An alternative to full-thickness skin is the reversed dermal graft. It is taken from an area with a thick dermis. A very thin split-thickness graft is raised, but its connection with the donor site is not severed. A piece of the exposed dermis is cut out as if taking a full-thickness skin graft. This dermis graft is placed on the defect upside down to allow the abundant fine vessels of the superficial dermis to be used for revascularization. The split skin is laid back and sutured in place to cover the donor defect. The reversed dermal graft is left for second-intention healing. When fine granulation tissue appears, it may be overgrafted with split skin or re-epidermization from the surrounding tissue takes place.

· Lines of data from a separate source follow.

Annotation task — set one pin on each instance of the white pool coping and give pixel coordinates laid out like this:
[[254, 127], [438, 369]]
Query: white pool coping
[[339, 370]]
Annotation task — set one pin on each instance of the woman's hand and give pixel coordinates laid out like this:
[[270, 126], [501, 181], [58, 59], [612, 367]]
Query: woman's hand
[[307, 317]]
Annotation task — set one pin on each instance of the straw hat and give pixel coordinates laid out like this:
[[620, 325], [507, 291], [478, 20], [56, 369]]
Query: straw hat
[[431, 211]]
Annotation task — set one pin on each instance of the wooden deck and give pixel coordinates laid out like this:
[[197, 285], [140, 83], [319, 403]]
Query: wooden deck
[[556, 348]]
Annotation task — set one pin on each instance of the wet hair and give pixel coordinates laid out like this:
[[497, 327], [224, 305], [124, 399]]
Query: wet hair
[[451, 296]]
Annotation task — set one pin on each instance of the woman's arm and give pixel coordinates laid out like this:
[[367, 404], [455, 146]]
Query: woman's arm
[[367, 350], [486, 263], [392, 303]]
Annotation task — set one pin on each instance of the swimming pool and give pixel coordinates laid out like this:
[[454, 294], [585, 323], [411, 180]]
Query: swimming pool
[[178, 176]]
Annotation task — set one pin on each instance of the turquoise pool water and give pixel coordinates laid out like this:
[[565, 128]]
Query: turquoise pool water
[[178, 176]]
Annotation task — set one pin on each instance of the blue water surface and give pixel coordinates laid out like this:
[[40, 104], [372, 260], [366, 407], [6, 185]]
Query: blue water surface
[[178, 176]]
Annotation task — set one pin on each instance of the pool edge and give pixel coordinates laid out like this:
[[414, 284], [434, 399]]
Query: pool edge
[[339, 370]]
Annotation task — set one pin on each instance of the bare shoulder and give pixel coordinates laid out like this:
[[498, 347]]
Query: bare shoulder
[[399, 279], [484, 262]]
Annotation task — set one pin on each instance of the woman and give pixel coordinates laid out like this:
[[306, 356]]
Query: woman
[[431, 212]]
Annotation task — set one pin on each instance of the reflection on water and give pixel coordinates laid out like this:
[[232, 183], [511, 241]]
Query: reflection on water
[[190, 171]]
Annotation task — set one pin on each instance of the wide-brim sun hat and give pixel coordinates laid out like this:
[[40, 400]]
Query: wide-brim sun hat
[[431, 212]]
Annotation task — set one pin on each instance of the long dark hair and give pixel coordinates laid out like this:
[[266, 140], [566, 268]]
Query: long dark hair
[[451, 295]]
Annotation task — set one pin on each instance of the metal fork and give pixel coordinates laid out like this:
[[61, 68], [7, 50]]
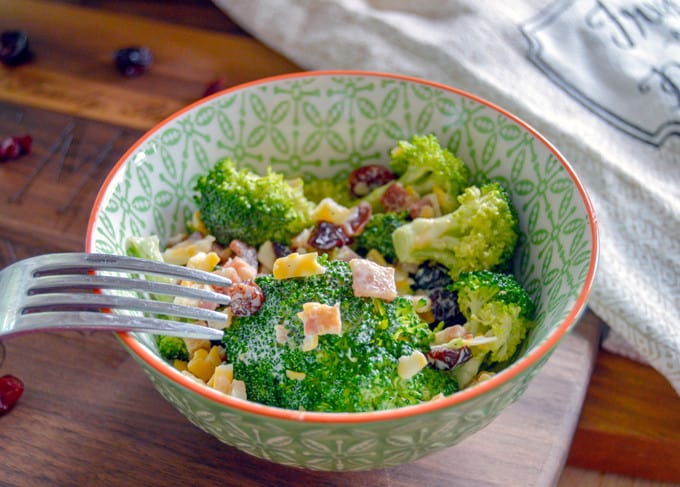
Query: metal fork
[[57, 292]]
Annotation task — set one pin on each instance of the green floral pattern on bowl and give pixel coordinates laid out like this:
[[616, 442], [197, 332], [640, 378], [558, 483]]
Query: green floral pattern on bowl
[[320, 124]]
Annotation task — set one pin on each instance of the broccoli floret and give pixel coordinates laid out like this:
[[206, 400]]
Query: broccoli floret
[[480, 234], [424, 166], [172, 348], [495, 305], [239, 204], [354, 371], [318, 189], [377, 234], [148, 248]]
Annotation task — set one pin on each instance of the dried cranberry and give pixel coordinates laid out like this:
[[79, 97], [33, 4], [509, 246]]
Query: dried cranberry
[[327, 236], [431, 276], [214, 86], [365, 179], [246, 298], [133, 61], [446, 359], [445, 307], [396, 198], [361, 214], [11, 389], [15, 147], [14, 48]]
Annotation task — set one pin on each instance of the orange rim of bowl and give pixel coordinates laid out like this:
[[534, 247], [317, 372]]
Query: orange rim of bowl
[[515, 369]]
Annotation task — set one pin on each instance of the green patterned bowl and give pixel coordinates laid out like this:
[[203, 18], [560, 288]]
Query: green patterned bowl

In any case, it gives a mechanically resistant skin with sufficient connective tissue, but relatively few cells, which is the clue for its excellent take even in regions with a poor vascular supply.[3132]

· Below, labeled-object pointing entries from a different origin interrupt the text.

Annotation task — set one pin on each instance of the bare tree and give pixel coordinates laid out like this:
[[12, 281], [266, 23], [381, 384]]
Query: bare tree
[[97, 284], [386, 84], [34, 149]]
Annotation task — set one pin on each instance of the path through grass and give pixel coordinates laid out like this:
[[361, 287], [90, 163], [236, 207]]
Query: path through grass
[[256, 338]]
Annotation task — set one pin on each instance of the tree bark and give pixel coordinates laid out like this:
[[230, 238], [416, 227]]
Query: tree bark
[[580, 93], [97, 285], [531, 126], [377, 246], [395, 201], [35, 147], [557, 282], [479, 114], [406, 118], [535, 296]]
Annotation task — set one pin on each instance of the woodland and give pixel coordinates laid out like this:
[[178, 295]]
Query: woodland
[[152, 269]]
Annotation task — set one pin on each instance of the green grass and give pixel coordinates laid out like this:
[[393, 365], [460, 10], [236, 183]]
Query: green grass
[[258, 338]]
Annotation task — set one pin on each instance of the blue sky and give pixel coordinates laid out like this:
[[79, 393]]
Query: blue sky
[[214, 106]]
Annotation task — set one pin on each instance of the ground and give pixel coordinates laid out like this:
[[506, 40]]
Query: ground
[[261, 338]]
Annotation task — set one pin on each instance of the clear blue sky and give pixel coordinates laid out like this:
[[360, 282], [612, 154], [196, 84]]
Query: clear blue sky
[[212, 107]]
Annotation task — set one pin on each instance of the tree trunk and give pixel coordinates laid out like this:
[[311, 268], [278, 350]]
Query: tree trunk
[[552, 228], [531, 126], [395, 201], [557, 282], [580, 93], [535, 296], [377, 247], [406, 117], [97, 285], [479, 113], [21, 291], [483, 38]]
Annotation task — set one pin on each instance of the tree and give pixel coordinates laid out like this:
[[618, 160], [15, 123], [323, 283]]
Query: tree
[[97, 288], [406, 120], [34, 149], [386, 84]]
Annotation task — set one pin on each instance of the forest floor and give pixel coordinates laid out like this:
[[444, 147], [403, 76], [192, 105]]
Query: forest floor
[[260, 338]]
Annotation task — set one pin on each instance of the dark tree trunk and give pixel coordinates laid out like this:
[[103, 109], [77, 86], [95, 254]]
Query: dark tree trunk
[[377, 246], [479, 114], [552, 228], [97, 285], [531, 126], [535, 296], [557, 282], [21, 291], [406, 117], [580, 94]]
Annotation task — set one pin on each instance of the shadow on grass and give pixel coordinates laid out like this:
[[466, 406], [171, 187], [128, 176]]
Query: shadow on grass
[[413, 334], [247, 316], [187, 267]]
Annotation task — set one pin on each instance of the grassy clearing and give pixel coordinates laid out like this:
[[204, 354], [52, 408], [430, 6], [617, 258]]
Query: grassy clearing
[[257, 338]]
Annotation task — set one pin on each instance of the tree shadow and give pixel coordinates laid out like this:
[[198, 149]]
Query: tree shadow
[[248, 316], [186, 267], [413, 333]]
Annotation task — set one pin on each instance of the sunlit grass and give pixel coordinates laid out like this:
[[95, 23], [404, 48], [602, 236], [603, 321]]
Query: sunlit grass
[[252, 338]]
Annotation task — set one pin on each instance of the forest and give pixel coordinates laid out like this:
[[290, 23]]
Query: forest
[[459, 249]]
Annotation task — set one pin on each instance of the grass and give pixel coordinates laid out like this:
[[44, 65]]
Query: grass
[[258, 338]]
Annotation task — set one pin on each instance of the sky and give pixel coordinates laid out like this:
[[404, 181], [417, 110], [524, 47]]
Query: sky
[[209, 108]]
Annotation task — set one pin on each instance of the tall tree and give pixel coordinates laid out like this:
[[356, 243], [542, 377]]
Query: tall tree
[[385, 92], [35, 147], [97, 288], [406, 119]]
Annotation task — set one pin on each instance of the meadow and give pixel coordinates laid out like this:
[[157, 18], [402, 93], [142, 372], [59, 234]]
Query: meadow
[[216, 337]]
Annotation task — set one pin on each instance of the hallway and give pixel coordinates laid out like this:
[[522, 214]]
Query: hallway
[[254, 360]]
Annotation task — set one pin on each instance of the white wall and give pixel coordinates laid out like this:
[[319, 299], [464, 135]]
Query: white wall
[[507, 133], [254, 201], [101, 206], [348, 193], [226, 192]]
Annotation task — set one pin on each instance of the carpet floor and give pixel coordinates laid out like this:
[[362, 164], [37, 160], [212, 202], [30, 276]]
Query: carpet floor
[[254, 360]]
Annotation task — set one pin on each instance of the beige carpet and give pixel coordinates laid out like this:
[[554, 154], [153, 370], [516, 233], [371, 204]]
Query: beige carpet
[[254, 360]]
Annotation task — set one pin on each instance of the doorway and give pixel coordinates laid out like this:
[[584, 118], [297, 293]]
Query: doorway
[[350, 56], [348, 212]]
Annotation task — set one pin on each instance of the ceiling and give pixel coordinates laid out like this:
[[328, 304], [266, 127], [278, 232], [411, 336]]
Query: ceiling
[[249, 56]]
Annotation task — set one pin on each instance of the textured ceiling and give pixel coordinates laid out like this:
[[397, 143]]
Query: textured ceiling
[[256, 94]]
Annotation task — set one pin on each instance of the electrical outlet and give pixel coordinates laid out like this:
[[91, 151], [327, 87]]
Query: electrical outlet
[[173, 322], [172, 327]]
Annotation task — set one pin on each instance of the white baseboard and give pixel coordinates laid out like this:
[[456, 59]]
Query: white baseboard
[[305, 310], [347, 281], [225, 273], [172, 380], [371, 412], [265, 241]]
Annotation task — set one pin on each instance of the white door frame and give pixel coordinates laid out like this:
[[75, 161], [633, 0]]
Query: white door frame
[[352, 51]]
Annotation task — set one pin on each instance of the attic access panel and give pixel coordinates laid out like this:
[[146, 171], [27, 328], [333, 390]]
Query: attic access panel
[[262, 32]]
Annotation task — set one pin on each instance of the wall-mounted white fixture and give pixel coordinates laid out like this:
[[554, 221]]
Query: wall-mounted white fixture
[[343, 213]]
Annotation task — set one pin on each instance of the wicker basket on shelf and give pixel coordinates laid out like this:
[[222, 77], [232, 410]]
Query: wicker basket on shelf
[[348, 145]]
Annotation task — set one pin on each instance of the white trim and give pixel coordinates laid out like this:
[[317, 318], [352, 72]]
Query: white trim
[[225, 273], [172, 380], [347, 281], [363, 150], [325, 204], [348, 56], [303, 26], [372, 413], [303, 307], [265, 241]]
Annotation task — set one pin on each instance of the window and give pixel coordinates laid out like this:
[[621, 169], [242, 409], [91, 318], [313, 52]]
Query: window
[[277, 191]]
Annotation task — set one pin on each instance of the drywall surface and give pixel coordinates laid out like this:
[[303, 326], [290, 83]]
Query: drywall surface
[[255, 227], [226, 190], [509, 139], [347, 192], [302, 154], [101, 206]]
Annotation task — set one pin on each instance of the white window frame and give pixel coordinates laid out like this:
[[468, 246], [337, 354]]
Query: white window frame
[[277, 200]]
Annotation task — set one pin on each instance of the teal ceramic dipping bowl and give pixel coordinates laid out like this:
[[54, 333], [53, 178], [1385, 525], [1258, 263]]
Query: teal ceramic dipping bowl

A cross-finger flap is another alternative for large defects of the distal phalanx. After tumour removal, a flap of suitable size is incised on the volar aspect of the neighbouring finger, but not yet raised. It is trained to re-orient its vascular supply and raised after about 10 days to be transposed to the defect. The donor defect is closed with a full-thickness skin graft. The pedicle of the cross-finger flap can be severed after 18–20 days when the flap is vascularized from its new bed, and a new finger tip can be modelled. This technique though being as multi-step modality gives excellent functional and good cosmetic results [Figure 7].[26]
Split nail repair
A split nail is a common consequence of a heavy trauma to the proximal nail fold that reaches down the matrix. When it is not adequately treated by layered sutures and interposition of a space-holding sheet between the wounds of the proximal nail fold's underside and the matrix, a scar forms obstructing the nail pocket and dividing the matrix into two parts, which are often in different levels and are unsightly and functionally disturbing.

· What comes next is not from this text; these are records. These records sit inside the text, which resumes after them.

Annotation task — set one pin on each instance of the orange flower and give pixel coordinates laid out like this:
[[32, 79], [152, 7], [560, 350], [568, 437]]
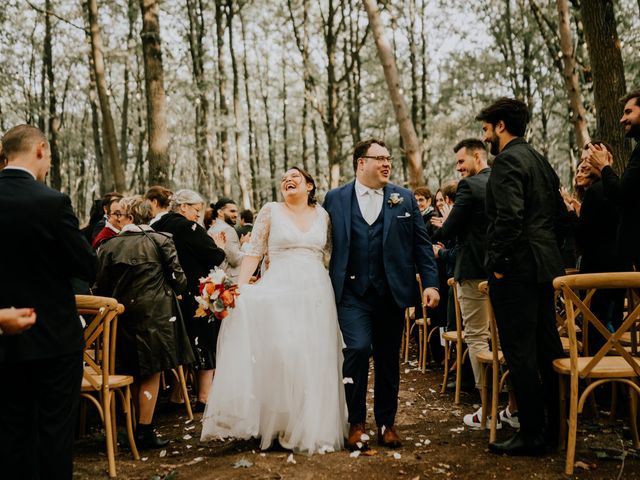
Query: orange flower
[[227, 298]]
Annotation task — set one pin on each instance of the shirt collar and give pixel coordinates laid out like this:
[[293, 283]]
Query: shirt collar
[[13, 167], [362, 190]]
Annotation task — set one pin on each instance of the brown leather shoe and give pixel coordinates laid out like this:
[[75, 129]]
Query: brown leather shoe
[[355, 442], [387, 437]]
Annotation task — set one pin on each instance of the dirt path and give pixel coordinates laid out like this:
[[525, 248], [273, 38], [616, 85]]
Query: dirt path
[[435, 446]]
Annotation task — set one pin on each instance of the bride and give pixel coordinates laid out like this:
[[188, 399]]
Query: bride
[[279, 354]]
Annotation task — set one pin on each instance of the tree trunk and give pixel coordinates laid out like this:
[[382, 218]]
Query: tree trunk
[[196, 35], [245, 194], [570, 75], [222, 99], [54, 121], [407, 130], [124, 127], [609, 84], [253, 153], [158, 135], [108, 128]]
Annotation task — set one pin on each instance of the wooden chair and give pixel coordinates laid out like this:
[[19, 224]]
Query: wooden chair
[[422, 324], [611, 363], [98, 379], [454, 338], [493, 359]]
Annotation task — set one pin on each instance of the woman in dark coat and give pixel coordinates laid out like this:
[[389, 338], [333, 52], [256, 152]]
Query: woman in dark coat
[[140, 268], [198, 254]]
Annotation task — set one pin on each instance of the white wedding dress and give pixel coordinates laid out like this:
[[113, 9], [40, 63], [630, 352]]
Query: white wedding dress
[[279, 354]]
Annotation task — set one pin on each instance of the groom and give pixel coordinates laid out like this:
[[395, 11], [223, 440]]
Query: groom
[[379, 243]]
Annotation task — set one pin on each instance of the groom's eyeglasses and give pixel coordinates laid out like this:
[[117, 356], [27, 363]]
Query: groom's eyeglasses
[[379, 159]]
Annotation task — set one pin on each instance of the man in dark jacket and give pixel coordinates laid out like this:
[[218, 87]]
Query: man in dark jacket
[[467, 222], [524, 208], [40, 375], [624, 190]]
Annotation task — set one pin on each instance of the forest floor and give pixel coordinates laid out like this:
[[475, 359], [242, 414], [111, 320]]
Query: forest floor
[[436, 445]]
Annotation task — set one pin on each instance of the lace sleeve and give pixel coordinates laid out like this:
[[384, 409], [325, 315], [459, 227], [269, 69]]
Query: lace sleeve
[[260, 233], [328, 246]]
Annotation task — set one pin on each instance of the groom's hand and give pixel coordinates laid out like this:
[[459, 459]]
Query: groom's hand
[[431, 297]]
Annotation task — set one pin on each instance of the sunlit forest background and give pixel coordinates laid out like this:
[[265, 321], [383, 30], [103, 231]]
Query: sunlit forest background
[[221, 96]]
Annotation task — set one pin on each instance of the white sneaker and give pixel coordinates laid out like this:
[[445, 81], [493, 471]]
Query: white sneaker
[[474, 420], [509, 418]]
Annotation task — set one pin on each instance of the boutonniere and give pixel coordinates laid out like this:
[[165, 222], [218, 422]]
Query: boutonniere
[[395, 199]]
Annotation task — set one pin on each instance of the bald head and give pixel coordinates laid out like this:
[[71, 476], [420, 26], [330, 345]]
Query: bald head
[[27, 147]]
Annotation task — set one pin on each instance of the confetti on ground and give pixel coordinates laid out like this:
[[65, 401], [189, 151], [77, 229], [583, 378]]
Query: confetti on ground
[[243, 463]]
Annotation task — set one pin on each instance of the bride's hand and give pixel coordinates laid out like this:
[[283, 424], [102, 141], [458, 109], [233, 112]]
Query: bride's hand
[[431, 297], [220, 239]]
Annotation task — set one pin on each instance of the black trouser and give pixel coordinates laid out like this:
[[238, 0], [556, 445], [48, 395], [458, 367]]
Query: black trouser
[[371, 323], [530, 342], [38, 416]]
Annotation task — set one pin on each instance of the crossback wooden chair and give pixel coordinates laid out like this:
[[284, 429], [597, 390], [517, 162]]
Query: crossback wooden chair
[[493, 359], [422, 324], [99, 383], [451, 339], [611, 363]]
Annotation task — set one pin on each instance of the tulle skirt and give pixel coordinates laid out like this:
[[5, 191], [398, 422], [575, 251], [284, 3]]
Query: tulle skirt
[[279, 361]]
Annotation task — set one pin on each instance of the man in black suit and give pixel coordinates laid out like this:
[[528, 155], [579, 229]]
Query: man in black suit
[[467, 222], [525, 209], [623, 191], [41, 372]]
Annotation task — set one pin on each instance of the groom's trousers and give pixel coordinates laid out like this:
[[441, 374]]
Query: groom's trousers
[[371, 324]]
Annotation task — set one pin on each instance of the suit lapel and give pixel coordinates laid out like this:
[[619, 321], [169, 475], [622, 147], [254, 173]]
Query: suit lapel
[[346, 198], [387, 216]]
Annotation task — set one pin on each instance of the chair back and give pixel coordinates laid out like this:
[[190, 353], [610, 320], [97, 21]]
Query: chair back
[[575, 306], [101, 315]]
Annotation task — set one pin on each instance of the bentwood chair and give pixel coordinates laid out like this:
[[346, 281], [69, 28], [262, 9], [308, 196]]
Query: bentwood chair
[[99, 383], [455, 339], [422, 324], [493, 359], [612, 363]]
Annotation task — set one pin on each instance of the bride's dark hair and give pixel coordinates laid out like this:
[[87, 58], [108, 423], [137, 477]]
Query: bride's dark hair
[[309, 179]]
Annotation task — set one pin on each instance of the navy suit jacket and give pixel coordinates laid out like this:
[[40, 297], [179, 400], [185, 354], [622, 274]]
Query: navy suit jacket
[[42, 251], [406, 247]]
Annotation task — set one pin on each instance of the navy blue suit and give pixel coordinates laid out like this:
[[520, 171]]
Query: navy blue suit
[[373, 271]]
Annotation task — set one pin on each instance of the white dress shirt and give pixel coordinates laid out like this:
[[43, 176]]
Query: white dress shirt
[[370, 201]]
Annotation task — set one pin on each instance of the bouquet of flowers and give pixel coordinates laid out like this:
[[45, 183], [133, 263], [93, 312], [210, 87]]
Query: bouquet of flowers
[[217, 295]]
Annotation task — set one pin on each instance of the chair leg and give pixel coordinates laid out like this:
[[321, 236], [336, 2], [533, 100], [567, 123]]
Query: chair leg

There are two methods to repair a split nail depending on the width of the cicatricialpterygium: excision with a meticulous repair or free matrix graft.
Excision is performed by first dividing the pterygium horizontally as to re-create a new nail pocket. A narrow scar of the matrix is then excised and sutured with fine absorbable stitches. Incisions in the lateral borders of the matrix paronychial folds are proposed to facilitate the closure.[33] In order to support this suture and prevent dehiscence which will inevitably lead to a new pterygium with split nail, the remaining nail plate parts are narrowed along their central margins by about 2 mm each and then sutured with 4-0 stitches to bring the matrix and nail bed further together. This technique usually yields a much better nail, but a completely normal nail cannot be reached because even the new narrow matrix scar is not able to form the nail plate substance [Figure 8].
Free matrix graft
For wide scars of the matrix, a free matrix graft, commonly taken from a big toe, is used [Figure 9]. The nail pocket is opened as described above, the matrix scar is superficially excised and a free graft is taken from the intact matrix of the big toe. It should be thin enough so that the scalpel blade shines through the thin slice of matrix; this will allow the donor site to heal without a post-operative nail dystrophy. Depending on the degree of scarring and nail matrix and bed destruction of the recipient nail, either the old nail is left or the big toe nail is trimmed to the size of the recipient nail and put onto the graft in order to function as a dressing and a splint for the graft, which must not dry out.
CONCLUSION
The described methods for different problems require some surgical skills and experience, but are very rewarding when carried out successfully.
Source of Support: Nil.
Conflict of Interest: None declared.